According to the ‘UAE Macro Outlook’ from the National Bank of Kuwait (NBK), the macro outlook for the Emirate’s economy is set to grow 4 per cent by 2025, as non-oil sectors comprise the leading economic growth indicators in the country. However, according to the report, inflows into finance and real estate investment have been deemed key drivers of growth for the country.
PC: Emirates 24/7
Investment Inflows and Private Credit Expansion
Investment inflows shot up, with large portions going into financial markets and real estate sectors. The equity market in Dubai went up by 8.5 percent from the start of 2023, and real estate sales rose by 30 percent compared with the same period of last year to reach 375 billion UAE dirhams ($102 billion).
Private credit is also expected to grow robustly in 2024, supporting economic expansion going into 2025. This extension in private credit will be supported by reduced monetary policy and low rates of inflation, thus leading to increased consumer activity within the context of a fast-increasing population.
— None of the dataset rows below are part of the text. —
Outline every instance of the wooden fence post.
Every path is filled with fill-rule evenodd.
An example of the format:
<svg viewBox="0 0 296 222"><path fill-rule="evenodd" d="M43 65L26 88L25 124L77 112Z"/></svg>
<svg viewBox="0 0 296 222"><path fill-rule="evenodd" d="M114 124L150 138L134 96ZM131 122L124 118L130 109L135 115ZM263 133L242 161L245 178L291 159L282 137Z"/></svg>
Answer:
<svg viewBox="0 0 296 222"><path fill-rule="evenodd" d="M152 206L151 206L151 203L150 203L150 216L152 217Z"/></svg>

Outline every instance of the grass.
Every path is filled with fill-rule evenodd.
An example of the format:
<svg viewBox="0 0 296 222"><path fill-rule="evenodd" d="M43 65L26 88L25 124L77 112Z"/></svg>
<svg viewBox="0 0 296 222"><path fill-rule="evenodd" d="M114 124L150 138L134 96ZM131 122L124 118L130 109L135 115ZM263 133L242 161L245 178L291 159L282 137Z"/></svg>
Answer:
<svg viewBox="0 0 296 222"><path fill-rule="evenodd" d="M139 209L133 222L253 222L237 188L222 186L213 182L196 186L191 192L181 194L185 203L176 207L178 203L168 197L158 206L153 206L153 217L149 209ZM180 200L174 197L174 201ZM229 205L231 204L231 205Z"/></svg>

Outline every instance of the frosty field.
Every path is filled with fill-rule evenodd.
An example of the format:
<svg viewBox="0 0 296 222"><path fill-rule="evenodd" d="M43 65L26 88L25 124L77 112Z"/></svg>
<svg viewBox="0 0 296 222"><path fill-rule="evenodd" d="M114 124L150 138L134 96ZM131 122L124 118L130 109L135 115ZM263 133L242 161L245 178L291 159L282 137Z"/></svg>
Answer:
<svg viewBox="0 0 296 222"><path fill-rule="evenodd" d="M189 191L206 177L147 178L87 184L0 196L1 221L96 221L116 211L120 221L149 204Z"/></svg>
Real Estate and Financial Markets as Growth Drivers
The real estate market of the UAE is expected to continue its upward trend, especially for luxury apartments. With increased demand, cuts in interest rates in 2025 would only pump the market further, since luxury properties now have relatively lower valuations and higher return potentials.
The prospects clearly outline that financial markets are at the core of foreign capital inflows into the UAE. That interaction will play a crucial role in upholding non-oil economic growth in the UAE between these sectors: real estate and finance.
Rebound in the oil sector and OPEC+ Impact
Non-oil sectors, however, will continue to dominate the economic expansion for the UAE, as the oil sector is expected to bounce back in 2025. In 2024, the oil sector is expected to gain 7.8%, mainly because OPEC+ starts calling back some of its production cuts from December 2024, although it comes in with a mere growth of 0.4%.
NBK forecasts the UAE to produce around 3.4 million barrels by the end of 2025, meanwhile the country is in line to reach its target 5 mb/d production capacity in 2026, or a year ahead of schedule.
Fiscal Position and Government Spending
While the economic environment appears robust in the UAE, the country’s fiscal surplus is expected to shrink over the forecast period. The surplus is forecasted to decline from 3.1% of GDP in 2023 to 1% by 2025 with sustained high government spending and reduced oil prices. However, the fiscal situation in the UAE is still stronger than all of its peers in the GCC.
Ambitious investment and infrastructure projects define the emirate’s government in the federal and Dubai budgets 2025. In the case of the former, an AED 72 billion amount has been allocated for 2025, with the increase rate of 11.5% over the last fiscal year, as compared to the latter having risen by 5.8% to AED 84 billion. This determination on the part of authorities unfolds plans that would keep on pumping fixed public investments for sustained economic growth.
In 2025, the economy of UAE will be characterised by strong growth and the non-oil sector will be central. Through increased investment and the growth of private credit, robust real estate and financial markets expand. The increase in oil will further boost this growth. However, the dwindling fiscal surplus of the UAE is well-supported by its development path through robust government spending.